Un courant d’air glacial parcourt le couloir blanc. Le plafond se perche à trois mètres, subtilisant jalousement la moindre tiédeur du vieil opéra. Les huisseries des fenêtres laissent pénétrer le froid de décembre et j’ai oublié mon caraco et mes jambières dans les vestiaires. Je me dirige vers la scène par la porte dérobée qui mène à jardin et j’attends derrière les autres. L’amas de silhouettes diffuses sous le tulle, entremêlées par le trac et la camaraderie, ne prévient en rien le vent de se ruer par l’étroit passage. Mes pieds sont gelés, serrés dans leurs chaussons. Une lame de froid glisse sur mes chevilles et le frisson remonte lentement le long de mes jambes.

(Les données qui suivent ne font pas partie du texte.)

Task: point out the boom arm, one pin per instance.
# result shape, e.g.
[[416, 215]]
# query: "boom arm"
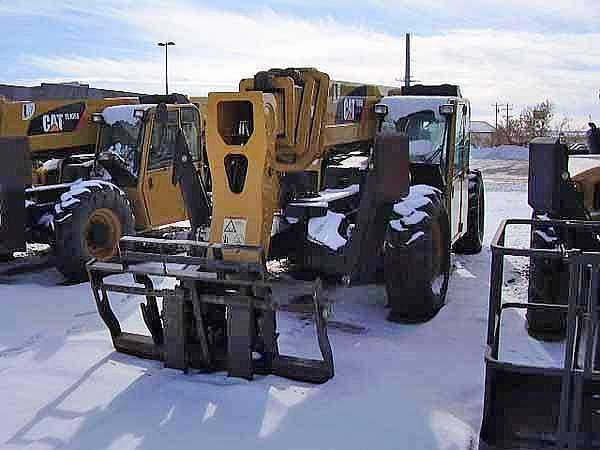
[[280, 121]]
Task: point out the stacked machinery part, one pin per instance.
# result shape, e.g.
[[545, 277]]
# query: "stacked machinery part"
[[279, 153], [546, 407]]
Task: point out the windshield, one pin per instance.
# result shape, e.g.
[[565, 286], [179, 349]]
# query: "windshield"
[[426, 134], [122, 138]]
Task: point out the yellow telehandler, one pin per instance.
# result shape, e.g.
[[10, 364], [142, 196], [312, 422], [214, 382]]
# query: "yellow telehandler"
[[317, 171]]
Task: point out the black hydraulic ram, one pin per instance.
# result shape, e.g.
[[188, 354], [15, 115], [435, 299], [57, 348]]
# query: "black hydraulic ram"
[[536, 407], [220, 316]]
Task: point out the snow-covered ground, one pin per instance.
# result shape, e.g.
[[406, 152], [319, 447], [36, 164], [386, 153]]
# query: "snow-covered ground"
[[396, 386]]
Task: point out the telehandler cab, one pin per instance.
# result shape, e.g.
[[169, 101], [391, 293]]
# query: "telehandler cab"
[[317, 171]]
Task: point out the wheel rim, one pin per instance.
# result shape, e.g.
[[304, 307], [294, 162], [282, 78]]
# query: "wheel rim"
[[438, 251], [102, 233]]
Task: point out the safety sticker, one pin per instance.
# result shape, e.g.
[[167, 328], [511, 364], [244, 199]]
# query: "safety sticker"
[[234, 231], [28, 111]]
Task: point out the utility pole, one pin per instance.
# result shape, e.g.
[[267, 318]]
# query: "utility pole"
[[497, 109], [166, 45], [407, 62]]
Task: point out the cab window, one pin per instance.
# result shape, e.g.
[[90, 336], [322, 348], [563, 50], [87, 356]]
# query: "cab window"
[[462, 138], [190, 125], [163, 142]]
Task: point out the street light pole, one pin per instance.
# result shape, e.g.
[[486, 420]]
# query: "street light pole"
[[166, 46]]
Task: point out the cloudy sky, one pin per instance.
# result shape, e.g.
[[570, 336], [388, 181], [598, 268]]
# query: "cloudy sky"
[[515, 51]]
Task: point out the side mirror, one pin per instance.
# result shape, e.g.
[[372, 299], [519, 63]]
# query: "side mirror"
[[380, 111], [98, 118], [162, 115]]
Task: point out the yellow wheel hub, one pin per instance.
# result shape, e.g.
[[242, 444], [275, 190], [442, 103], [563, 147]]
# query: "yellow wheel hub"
[[102, 233]]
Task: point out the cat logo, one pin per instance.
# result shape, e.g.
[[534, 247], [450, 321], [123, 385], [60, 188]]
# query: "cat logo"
[[52, 123], [64, 119], [353, 108], [28, 111]]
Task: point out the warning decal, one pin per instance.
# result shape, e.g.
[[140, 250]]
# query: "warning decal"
[[234, 231]]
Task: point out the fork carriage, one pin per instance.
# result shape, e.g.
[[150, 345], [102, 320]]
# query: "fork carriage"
[[219, 316], [537, 407]]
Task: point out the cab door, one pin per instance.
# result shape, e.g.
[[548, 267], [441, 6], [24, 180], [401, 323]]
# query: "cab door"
[[163, 200], [459, 170]]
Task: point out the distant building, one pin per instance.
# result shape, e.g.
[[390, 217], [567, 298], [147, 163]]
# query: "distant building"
[[482, 133], [58, 91]]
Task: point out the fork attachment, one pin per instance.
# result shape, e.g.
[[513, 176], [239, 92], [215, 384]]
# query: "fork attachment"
[[219, 316]]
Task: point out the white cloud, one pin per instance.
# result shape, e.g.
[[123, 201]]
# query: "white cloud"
[[216, 48]]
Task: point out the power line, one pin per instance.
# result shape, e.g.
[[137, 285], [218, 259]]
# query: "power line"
[[505, 108]]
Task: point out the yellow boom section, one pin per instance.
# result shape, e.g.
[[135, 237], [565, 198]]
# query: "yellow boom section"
[[54, 124]]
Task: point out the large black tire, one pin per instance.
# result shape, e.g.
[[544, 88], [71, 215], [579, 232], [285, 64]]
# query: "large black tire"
[[471, 242], [89, 225], [417, 262]]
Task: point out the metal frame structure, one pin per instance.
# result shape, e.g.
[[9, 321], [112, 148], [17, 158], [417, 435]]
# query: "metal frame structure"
[[529, 407], [221, 315]]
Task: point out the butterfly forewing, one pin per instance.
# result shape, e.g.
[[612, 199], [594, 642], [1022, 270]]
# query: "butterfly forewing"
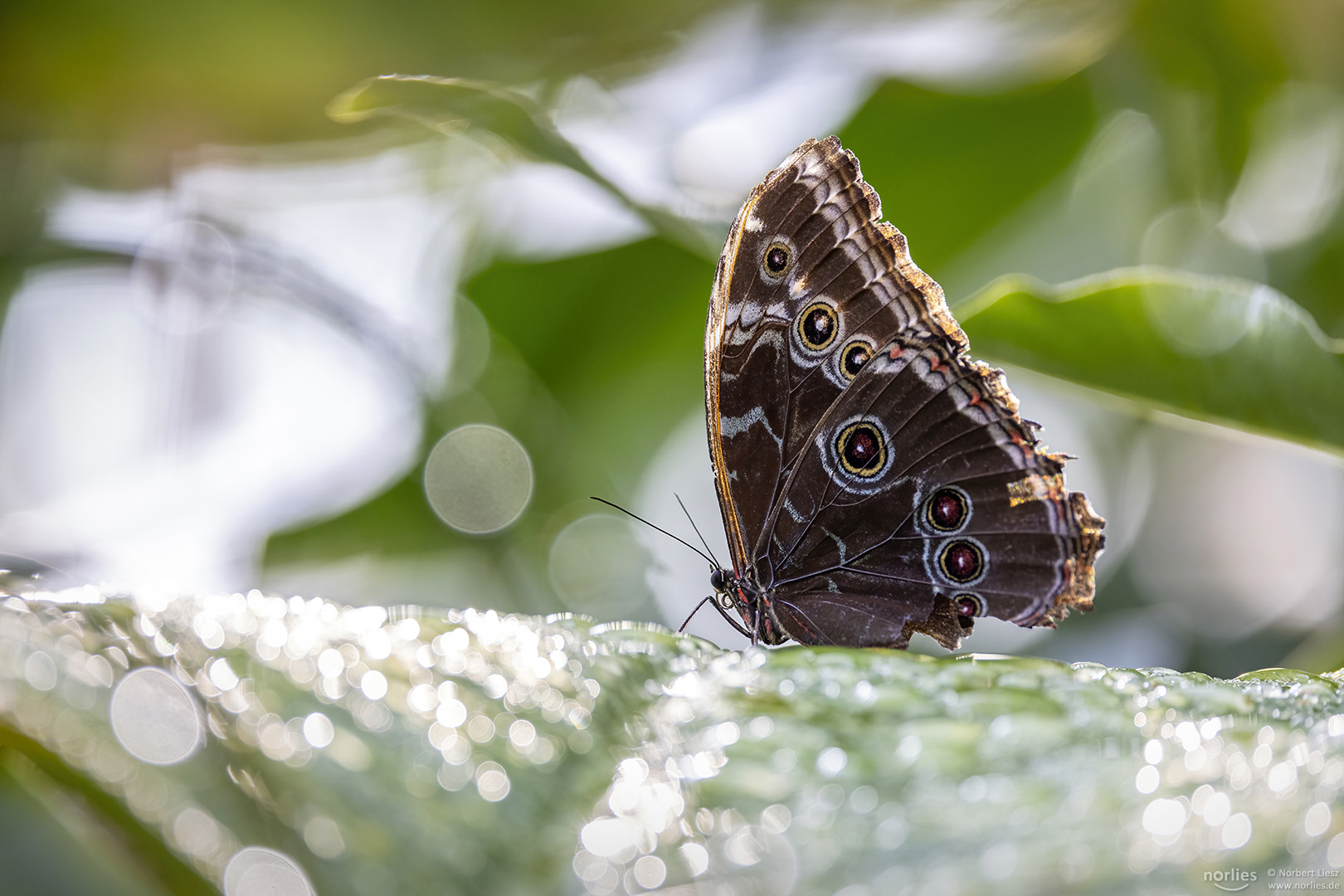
[[874, 480]]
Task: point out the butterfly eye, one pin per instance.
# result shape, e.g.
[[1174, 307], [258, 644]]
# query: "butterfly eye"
[[947, 509], [852, 358], [817, 325], [862, 449], [777, 260], [962, 561]]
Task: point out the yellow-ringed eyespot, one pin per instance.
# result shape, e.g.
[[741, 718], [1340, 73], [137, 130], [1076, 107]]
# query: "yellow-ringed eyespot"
[[862, 449], [969, 605], [854, 356], [962, 561], [947, 509], [817, 327], [776, 260]]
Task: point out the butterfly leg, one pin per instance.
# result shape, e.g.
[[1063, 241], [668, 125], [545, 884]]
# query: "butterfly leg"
[[722, 613]]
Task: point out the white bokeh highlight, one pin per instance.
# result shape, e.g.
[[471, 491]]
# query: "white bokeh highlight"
[[155, 718]]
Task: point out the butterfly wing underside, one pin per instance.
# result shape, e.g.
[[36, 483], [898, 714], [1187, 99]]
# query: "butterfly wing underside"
[[874, 480]]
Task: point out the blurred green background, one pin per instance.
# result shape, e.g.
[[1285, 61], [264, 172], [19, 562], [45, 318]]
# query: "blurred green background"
[[385, 282]]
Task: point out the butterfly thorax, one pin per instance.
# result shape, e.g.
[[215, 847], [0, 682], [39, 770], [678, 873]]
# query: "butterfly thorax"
[[743, 594]]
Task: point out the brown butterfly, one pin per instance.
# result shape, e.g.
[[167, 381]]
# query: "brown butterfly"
[[874, 480]]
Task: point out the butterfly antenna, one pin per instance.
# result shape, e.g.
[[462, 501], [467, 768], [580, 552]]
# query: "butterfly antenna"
[[717, 564], [707, 559]]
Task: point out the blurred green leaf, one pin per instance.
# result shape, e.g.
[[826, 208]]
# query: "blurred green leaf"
[[1220, 349], [99, 820], [616, 338], [951, 167], [453, 105]]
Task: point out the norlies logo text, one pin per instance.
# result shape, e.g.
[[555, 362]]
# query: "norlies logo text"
[[1231, 880]]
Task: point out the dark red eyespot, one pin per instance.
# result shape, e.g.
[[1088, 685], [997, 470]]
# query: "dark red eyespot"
[[777, 258], [862, 449], [969, 605], [817, 327], [854, 358], [962, 561], [947, 509]]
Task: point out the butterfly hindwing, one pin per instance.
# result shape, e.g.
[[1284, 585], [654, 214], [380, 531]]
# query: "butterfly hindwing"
[[874, 480]]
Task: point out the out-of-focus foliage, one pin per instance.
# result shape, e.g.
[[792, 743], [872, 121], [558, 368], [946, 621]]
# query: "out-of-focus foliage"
[[407, 754], [1214, 348]]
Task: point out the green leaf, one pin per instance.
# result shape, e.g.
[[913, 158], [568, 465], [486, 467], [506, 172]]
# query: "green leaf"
[[455, 105], [1220, 349]]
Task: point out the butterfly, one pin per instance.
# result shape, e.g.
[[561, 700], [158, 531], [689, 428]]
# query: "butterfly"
[[874, 480]]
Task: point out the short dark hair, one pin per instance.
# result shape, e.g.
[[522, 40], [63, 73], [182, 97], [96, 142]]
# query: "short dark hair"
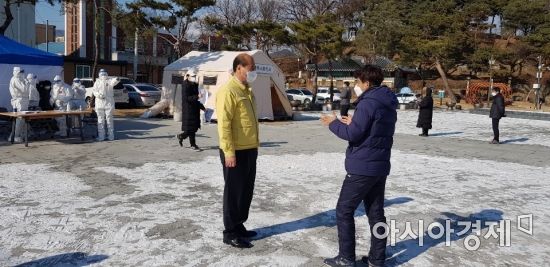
[[371, 74], [241, 59]]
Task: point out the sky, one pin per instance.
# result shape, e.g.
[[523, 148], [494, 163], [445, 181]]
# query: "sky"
[[53, 14]]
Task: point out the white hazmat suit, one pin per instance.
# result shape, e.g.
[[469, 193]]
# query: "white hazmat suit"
[[19, 91], [105, 105], [34, 96], [60, 97]]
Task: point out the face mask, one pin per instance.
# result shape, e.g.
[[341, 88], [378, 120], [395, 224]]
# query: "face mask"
[[251, 76], [358, 90]]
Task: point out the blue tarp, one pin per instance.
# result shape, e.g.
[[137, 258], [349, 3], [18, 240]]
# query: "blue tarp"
[[12, 52], [405, 90]]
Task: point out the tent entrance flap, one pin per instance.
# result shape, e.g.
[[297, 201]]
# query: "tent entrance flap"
[[278, 109]]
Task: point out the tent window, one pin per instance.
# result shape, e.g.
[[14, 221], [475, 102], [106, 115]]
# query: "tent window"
[[210, 80], [82, 71]]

Je ne laisserais pas l’angoisse me gagner alors quand la sensation atteint mes cuisses, je reprends mes pointes et mes échauffements. Je m’étire, lançant mon bras vers le haut, puis bien loin sur le côté avant de redescendre vers le sol comme si j’allais délicatement recueillir un peu d’eau dans le creux de la main, comme me l’a appris madame Němcová, ma professeure de danse. Surtout, j’évite de prêter attention aux regards curieux des anciennes qui me jugent.

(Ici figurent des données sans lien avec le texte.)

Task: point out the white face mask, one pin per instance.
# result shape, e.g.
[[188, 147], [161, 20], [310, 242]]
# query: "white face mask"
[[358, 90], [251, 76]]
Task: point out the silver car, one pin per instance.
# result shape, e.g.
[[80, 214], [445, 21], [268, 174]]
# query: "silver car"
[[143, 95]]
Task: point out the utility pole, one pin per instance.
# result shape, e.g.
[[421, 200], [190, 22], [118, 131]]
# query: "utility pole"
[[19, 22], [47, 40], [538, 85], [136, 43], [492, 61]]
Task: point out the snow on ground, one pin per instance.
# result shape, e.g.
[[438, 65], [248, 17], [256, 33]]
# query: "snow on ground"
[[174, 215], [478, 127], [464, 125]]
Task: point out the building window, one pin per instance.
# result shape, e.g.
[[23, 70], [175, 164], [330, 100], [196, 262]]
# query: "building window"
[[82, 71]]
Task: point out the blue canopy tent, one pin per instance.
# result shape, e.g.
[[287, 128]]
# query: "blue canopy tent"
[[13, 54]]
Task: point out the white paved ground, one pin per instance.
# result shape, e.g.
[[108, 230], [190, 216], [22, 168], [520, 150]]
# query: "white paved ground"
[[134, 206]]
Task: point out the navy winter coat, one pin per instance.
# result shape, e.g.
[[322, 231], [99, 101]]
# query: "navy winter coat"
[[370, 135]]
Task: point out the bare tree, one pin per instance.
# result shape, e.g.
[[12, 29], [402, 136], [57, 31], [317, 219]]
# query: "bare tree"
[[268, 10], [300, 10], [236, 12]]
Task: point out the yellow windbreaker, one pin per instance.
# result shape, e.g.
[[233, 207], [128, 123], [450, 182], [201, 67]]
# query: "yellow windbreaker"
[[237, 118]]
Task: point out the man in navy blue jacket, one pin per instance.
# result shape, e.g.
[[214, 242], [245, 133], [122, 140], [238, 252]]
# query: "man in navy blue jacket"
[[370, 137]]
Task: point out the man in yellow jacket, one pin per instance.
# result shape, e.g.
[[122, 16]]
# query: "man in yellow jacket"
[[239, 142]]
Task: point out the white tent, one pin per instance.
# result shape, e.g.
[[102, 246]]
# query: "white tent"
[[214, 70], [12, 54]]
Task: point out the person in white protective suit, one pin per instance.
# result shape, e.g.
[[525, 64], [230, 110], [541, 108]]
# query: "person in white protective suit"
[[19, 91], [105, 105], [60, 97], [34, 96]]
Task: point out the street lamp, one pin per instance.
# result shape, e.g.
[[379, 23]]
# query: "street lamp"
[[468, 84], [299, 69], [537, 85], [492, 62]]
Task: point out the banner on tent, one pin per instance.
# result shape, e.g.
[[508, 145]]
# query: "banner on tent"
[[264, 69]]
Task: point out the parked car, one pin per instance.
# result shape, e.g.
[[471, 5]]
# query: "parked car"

Nous entrons enfin sur le plateau. La directrice se tient là, au bas de l’estrade et la maîtresse de ballet, à ses côtés, nous appelle d’une voix dure. Les danseuses s’avancent les unes après les autres. Je me redresse. J’ai peur de ne pas avoir entendu mon nom. Je masse ma nuque pour finir de réchauffer mon corps. Elle le prononce enfin et je m’élance pour cette toute première traversée d’entrechats.

— La vie, c’est un grand lac glacé, m’a toujours dit madame Němcová avec son accent tchèque. Osmělit se ! Entre dans l’eau. Tu sais nager. Alors, nage ! Danse !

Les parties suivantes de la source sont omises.